Una niña de cuatro años es raptada y asesinada por un muchacho de quince años. Como si la tragedia no fuera ya demasiado, como si la truculencia no fuera suficiente, luego la madre sale ante las cámaras llorando y aceptando su culpa y los medios complementan la data: estaba tomando y se amaneció en un hotel. Durante las siguientes horas, una horda de indignación prolifera en las redes sociales, por poco y piden que se apedree a la mujer, porque es la culpable, la que merece ser castigada tan igual que el responsable de la muerte de la niña inocente.

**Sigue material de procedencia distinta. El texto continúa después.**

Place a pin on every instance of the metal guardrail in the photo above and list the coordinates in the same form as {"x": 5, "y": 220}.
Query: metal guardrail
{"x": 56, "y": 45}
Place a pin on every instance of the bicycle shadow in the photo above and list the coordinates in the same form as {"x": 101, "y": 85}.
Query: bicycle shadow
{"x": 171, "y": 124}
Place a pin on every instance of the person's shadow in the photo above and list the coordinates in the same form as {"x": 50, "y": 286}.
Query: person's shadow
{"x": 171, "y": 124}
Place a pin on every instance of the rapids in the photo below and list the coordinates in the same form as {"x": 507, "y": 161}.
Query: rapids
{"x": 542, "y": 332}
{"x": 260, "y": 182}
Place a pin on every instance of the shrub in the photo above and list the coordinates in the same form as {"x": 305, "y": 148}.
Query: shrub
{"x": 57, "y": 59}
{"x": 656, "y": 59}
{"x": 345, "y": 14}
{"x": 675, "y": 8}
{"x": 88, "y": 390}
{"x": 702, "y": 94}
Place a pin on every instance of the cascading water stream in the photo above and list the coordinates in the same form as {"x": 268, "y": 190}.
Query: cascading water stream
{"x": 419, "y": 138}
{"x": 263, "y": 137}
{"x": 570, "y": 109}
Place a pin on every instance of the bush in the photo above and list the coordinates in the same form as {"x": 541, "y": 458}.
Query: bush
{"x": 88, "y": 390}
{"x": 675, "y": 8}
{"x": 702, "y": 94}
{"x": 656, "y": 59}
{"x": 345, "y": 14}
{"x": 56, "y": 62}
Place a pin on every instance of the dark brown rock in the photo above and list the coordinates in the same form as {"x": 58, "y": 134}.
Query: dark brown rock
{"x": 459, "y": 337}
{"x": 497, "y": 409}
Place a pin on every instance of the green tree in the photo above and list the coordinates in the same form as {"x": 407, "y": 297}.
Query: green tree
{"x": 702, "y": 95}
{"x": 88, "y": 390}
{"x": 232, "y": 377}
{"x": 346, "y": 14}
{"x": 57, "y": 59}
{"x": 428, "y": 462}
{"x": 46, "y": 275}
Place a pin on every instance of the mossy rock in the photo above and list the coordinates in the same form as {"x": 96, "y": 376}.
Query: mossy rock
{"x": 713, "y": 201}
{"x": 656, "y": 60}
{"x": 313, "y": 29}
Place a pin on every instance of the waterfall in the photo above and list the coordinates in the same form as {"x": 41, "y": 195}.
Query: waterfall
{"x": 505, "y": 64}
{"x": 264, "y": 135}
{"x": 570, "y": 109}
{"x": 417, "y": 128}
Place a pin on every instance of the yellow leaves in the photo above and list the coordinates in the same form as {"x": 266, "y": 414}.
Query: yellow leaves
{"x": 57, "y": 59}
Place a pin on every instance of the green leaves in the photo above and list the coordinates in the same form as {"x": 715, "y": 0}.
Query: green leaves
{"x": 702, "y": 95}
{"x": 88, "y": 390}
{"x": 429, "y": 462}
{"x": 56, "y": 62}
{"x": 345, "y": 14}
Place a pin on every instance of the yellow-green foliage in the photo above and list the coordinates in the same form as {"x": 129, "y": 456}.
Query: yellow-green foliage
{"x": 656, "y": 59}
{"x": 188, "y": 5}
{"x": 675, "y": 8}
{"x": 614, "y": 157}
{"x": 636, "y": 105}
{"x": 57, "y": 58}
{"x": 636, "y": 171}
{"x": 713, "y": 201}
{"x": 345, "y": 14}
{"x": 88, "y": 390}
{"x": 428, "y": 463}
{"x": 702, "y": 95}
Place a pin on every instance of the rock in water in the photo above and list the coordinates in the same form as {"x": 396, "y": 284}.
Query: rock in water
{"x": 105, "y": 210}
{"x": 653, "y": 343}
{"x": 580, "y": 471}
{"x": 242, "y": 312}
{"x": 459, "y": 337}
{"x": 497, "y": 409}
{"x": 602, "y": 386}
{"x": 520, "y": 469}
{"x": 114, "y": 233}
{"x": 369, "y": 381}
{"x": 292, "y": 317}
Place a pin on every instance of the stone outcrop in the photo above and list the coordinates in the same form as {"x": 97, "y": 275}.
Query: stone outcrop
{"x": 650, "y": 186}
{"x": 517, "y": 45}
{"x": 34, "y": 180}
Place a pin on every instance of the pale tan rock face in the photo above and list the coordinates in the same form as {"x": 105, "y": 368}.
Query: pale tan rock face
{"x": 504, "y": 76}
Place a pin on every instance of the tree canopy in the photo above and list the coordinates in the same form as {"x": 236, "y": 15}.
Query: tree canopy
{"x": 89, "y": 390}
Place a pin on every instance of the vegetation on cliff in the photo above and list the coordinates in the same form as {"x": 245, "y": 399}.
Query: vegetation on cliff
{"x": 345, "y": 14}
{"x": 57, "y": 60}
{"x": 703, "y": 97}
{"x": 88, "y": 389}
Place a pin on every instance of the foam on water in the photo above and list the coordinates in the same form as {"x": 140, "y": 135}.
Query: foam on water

Y proliferan también en esas mismas redes los padres y madres ejemplares, tan perfectos y modélicos, pidiendo más palo para ella. Como si no hubiera mayor castigo que perder a una hija y sentirse responsable de esa tragedia, quieren más látigo aún para la mujer de 22 años, quieren que se hunda en un hoyo, que no vuelva a asomar la cabeza.

Y de las redes pasan a la calle, del palabreo a la acción. Van en grupo y quieren linchar a esa madre desnaturalizada que tuvo el pecado mortal de equivocarse y salir a divertirse unas horas, porque aunque tenga 22 años y sea una mujer cuya vida y pesares ignoramos, tiene que ser perfecta y sacrificada. Es más, su propia madre lo dice: que castiguen a mi hija.

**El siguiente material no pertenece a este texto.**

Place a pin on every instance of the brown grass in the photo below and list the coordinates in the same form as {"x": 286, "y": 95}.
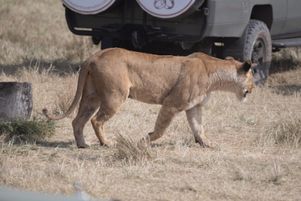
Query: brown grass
{"x": 246, "y": 165}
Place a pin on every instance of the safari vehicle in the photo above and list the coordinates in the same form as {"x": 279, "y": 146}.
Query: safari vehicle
{"x": 243, "y": 29}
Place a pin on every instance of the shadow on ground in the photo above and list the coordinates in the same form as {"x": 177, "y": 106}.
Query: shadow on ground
{"x": 58, "y": 66}
{"x": 283, "y": 65}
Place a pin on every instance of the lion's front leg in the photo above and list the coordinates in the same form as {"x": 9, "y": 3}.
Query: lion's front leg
{"x": 194, "y": 117}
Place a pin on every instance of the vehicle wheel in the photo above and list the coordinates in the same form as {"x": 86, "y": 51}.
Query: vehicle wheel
{"x": 256, "y": 45}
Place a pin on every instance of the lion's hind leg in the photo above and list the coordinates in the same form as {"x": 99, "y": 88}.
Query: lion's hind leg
{"x": 194, "y": 117}
{"x": 88, "y": 106}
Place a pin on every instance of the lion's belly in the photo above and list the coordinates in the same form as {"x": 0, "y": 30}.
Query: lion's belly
{"x": 151, "y": 95}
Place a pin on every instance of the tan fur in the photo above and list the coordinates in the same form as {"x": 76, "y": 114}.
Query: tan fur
{"x": 177, "y": 83}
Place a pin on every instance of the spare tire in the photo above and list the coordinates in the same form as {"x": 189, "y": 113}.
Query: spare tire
{"x": 169, "y": 8}
{"x": 88, "y": 7}
{"x": 256, "y": 45}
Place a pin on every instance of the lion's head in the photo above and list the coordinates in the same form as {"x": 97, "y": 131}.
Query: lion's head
{"x": 245, "y": 78}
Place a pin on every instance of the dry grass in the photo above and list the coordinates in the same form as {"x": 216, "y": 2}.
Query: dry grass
{"x": 132, "y": 151}
{"x": 26, "y": 131}
{"x": 247, "y": 165}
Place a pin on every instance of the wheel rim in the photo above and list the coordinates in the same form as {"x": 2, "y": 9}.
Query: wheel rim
{"x": 259, "y": 52}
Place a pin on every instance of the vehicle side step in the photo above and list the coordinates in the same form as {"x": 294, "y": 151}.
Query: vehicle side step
{"x": 283, "y": 43}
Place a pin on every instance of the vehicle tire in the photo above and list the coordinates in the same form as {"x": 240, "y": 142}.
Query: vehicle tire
{"x": 255, "y": 45}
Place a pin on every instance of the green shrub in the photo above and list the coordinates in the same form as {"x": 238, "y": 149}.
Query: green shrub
{"x": 19, "y": 131}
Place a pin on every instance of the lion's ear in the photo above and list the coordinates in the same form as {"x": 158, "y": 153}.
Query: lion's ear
{"x": 246, "y": 66}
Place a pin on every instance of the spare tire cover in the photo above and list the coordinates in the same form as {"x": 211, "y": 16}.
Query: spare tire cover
{"x": 168, "y": 8}
{"x": 88, "y": 7}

Y mientras el ruido de las redes y de la calle clama por ver a esta desgraciada mujer en la horca, el menor que desapareció cruelmente a esa inocente criatura para siempre sigue sin ser ubicado y nadie se ocupa de él. Ni de los cientos o miles de hombres de su edad, más grandes, adultos y adultos mayores que pululan por este país listos para depredar la vida de cualquier mujer de cualquier edad.

Parece que solo esperaran que la madre de la niña se suicidara de tanto acoso. Y que otra vez una tragedia se vuelva a convertir en un espectáculo malsano.